California trims AI security invoice amid fears of tech exodus • The Register

August 17, 2024
Unnamed 2024 05 23t181407.835.jpg

Sui Declares Profitable Deployment of Mysticeti on Mainnet, Chopping Consensus Latency to 390 Milliseconds

August 6, 2024
1hiagb1cl06bpxyylzm09uq.png

Cease Guessing and Measure Your RAG System to Drive Actual Enhancements | by Abhinav Kimothi | Oct, 2024

October 4, 2024

About Us

Welcome to News AI World, your go-to source for the latest in artificial intelligence news and developments.
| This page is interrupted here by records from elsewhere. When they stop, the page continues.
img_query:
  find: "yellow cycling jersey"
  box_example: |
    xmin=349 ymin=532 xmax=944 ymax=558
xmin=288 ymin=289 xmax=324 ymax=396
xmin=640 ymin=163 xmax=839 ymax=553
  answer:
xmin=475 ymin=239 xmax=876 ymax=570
Our mission is to deliver comprehensive and insightful coverage of the rapidly evolving AI landscape, keeping you informed about breakthroughs, trends, and the transformative impact of AI technologies across industries.

Categories

  • Artificial Intelligence
  • ChatGPT
  • Crypto Coins
  • Data Science
  • Machine Learning

Recent Posts

  • Past Code Era: Constantly Evolve Textual content with LLMs
  • Past Hashtags: The Rising Tech Instruments and Methods Powering Social Media Promotions
  • North Korean dev hijacks dormant Waves repositories, slips credential-stealing code in pockets updates
  • Home
  • About Us
  • Contact Us
  • Disclaimer
  • Privacy Policy

© 2024 Newsaiworld.com. All rights reserved.

No Result
View All Result
  • Home
  • Artificial Intelligence
  • ChatGPT
  • Data Science
  • Machine Learning
  • Crypto Coins
  • Contact Us

© 2024 Newsaiworld.com. All rights reserved.

Are you sure want to unlock this post?
Unlock left : 0
Are you sure want to cancel subscription?